Solutions to the Banking Crisis

Clay Lowery and Leonard Lapidus discussed the causes of and solutions to the world-wide banking crisis at the latest ICGFM DC Forum on March 4th. The topic, International Experience in Managing Banking Crises, generated interest from the ICGFM members who attended the learning event.

Clay Lowery charted the course of the crisis from the August 2007 liquidity problem to the current situation. Although optimistic about the ability for governments to turn around the financial situation, Mr. Lowery commented that the response in the current stimulus bill is not "targeted, timely and temporary". He suggested that the current response in the United States could have unintended consequences such as inflation, higher interest rates through higher government debt and crowding out of the financial sector from borrowing because the government is borrowing so much. Mr Lowery cautioned that governments often budget at the same level as the year before making the expenditures permanent.

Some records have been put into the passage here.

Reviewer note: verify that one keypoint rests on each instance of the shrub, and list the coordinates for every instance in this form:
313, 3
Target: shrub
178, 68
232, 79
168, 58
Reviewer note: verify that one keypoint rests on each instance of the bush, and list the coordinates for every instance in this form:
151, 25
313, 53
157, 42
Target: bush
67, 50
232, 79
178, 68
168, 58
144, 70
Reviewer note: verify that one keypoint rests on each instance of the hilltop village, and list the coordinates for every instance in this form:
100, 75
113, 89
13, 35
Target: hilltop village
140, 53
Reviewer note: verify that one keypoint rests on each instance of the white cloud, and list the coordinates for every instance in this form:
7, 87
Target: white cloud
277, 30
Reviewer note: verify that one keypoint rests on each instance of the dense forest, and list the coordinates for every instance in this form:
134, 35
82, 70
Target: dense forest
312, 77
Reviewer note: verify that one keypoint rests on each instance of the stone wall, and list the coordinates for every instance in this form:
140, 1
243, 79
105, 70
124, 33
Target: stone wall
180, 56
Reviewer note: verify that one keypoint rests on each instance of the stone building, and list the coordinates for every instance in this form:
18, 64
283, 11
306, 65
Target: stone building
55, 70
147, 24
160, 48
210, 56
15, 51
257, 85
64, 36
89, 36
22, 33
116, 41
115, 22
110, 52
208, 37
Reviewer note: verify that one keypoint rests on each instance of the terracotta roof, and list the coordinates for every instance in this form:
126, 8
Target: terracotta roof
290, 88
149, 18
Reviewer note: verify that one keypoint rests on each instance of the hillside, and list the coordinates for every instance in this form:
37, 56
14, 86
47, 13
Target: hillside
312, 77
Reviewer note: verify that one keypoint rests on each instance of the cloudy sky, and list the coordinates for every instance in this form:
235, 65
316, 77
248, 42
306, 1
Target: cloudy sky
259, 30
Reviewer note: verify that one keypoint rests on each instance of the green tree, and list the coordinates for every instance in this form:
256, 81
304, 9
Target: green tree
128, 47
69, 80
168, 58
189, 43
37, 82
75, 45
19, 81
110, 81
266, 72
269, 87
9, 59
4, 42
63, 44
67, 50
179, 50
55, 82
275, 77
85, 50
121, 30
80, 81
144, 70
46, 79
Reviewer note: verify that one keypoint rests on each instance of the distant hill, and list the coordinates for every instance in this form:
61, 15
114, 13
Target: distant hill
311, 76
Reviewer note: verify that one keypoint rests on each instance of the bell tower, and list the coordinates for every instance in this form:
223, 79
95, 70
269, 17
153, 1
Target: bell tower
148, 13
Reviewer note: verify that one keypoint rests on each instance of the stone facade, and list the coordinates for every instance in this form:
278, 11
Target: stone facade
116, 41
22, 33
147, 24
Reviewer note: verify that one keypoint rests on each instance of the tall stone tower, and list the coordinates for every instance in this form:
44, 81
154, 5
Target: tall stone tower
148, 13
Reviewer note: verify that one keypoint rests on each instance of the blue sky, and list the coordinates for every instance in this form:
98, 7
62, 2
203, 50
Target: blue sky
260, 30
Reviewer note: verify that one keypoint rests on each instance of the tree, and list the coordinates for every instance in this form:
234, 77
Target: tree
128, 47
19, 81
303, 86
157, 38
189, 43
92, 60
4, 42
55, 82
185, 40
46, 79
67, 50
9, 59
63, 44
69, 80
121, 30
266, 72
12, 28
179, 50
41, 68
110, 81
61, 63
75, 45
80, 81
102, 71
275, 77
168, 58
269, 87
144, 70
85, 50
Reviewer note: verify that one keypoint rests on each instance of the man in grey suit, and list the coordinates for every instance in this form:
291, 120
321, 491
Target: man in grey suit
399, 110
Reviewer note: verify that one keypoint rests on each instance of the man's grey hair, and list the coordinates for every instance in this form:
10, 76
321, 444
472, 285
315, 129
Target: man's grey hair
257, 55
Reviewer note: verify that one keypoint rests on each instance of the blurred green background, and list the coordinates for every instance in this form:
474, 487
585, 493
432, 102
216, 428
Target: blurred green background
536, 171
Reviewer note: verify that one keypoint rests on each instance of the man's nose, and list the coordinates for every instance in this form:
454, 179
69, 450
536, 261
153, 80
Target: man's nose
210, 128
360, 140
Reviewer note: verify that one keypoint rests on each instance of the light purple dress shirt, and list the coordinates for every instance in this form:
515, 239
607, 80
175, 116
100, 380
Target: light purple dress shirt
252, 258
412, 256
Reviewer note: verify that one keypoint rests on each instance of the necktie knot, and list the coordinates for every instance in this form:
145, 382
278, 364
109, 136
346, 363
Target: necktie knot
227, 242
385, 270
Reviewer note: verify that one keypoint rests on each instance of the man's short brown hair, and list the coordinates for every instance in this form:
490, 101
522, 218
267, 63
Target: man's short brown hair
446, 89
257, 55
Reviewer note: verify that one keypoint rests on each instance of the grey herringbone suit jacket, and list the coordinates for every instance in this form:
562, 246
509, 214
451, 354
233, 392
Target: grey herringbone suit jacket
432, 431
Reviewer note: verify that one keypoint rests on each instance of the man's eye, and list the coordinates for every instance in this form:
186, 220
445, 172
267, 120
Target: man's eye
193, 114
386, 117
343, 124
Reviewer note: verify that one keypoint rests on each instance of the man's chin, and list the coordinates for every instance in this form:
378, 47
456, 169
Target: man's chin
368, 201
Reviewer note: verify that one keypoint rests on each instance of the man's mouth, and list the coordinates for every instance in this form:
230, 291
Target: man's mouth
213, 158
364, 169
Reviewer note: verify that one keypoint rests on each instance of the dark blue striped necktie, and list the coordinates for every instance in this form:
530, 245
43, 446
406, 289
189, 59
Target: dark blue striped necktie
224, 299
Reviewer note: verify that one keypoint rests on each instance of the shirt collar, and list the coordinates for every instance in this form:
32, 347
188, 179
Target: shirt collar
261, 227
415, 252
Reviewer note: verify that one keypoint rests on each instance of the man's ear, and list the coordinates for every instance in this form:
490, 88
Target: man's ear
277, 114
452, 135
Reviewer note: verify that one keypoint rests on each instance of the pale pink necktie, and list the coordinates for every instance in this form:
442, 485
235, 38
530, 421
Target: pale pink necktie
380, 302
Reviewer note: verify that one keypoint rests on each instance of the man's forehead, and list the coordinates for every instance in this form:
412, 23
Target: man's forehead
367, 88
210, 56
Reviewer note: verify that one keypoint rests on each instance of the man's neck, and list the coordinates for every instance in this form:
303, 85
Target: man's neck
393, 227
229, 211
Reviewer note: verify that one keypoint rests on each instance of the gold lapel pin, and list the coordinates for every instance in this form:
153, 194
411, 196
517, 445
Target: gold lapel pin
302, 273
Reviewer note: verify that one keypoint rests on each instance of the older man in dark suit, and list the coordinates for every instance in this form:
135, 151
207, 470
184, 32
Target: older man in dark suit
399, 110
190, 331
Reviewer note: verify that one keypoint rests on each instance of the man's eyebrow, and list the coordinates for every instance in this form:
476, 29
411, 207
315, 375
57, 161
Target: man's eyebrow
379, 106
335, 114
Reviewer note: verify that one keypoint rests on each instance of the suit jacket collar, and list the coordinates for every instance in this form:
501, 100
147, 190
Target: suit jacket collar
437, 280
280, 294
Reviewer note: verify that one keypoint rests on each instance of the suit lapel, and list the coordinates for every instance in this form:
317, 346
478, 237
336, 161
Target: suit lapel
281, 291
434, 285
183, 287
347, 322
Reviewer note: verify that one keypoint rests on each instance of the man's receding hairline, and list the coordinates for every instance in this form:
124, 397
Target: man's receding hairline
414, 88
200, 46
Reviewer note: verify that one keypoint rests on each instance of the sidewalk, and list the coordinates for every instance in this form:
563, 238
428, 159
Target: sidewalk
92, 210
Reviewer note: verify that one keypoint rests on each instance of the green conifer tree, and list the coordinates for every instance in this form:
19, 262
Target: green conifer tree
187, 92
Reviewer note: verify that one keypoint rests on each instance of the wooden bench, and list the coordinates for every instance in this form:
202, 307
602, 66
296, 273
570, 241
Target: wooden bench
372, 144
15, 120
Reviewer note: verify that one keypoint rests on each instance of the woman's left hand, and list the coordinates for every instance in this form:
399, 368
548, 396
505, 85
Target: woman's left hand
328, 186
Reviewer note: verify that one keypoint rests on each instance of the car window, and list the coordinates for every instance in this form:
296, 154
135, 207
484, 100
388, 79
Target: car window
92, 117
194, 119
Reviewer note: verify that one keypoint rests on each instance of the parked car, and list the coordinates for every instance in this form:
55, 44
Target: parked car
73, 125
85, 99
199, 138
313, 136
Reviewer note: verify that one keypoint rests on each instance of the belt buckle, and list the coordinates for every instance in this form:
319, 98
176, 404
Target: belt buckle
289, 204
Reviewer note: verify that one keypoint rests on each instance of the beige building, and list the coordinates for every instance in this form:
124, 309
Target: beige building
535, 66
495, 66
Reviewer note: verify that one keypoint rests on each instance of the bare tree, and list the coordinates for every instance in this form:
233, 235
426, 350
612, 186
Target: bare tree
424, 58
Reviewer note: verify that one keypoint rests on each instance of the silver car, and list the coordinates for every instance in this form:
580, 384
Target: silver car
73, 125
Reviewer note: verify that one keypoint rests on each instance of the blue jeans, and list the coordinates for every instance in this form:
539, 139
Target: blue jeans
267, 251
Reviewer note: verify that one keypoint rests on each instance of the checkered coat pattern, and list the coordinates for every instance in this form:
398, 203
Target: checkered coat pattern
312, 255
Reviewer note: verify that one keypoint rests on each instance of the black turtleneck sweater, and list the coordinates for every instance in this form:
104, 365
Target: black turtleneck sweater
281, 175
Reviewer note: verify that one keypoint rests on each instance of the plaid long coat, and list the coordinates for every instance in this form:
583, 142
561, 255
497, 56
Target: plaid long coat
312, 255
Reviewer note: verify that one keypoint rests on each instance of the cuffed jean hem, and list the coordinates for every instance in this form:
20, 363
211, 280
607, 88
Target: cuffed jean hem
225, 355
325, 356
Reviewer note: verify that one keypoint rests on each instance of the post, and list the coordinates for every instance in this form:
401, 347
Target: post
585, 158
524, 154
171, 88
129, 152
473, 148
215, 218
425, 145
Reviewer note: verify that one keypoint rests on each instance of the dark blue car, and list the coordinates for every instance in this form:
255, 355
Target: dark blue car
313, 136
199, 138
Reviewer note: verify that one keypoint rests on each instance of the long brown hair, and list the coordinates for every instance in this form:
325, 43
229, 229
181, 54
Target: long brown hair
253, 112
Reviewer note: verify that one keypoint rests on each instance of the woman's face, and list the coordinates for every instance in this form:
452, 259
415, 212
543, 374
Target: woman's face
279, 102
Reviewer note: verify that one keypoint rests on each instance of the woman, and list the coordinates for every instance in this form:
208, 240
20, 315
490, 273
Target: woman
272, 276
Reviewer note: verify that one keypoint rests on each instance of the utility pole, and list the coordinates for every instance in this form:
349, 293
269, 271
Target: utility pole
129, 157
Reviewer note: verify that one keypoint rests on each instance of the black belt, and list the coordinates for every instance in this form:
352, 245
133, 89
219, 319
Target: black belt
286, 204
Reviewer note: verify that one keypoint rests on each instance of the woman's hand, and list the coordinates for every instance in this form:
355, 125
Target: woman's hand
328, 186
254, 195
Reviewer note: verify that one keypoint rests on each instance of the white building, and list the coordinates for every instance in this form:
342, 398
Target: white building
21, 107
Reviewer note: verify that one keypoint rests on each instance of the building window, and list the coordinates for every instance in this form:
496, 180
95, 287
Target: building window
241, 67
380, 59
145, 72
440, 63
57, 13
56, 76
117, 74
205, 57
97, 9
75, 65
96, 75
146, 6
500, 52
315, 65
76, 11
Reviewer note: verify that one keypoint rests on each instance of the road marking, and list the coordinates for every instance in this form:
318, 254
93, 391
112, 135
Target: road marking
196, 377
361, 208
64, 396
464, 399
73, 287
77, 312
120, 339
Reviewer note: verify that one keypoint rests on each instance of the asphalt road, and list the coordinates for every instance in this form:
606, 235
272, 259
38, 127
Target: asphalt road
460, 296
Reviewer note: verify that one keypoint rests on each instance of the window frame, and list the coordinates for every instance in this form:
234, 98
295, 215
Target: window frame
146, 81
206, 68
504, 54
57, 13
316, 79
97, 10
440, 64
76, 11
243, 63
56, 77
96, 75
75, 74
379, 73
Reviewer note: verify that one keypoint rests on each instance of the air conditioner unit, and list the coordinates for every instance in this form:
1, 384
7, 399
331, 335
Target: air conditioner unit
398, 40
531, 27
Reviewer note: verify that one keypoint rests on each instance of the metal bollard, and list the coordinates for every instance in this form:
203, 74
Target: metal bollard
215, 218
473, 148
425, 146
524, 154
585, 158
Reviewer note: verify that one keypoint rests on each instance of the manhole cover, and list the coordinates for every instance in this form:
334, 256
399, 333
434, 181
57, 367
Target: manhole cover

Clay Lowery discusses the European context to the financial crisis

Leonard Lapidus described the financial crisis as one of liquidity, solvency and contagion. Mr. Lapidus described the network affect in the financial crisis that spread from one institution to another. Financial counterparts were not sure of their partner's solvency. 

Mr. Lapidus believes that the response among governments to the crisis has been vigorous and on the right track. The stimulus packages should be short term. 

There was discussion about whether improved governance and audit is necessary. Mr. Lapidus pointed out that many actors in the financial system are not good agents for their constituency. For example, many executives in firms have not been good agents of shareholders and have taken on the prerogative of owners through large pay packages.

Leonard Lapidus suggesting that major changes are needed in institutional arrangements to promote more effective governance. 

1 comment:

Isaac said...

The topic was of great importance, something that everyone is well aware of and in need of some desperate answers. I particularly agree with Mr. Lapidus regarding the need for an increase in incentive/punishment on the financial agents who acted with their own priorities on the front line, when they should have acted with the individual’s best interest. It is here the root of many problems, which need to be repaired as one of the first priorities on the agenda.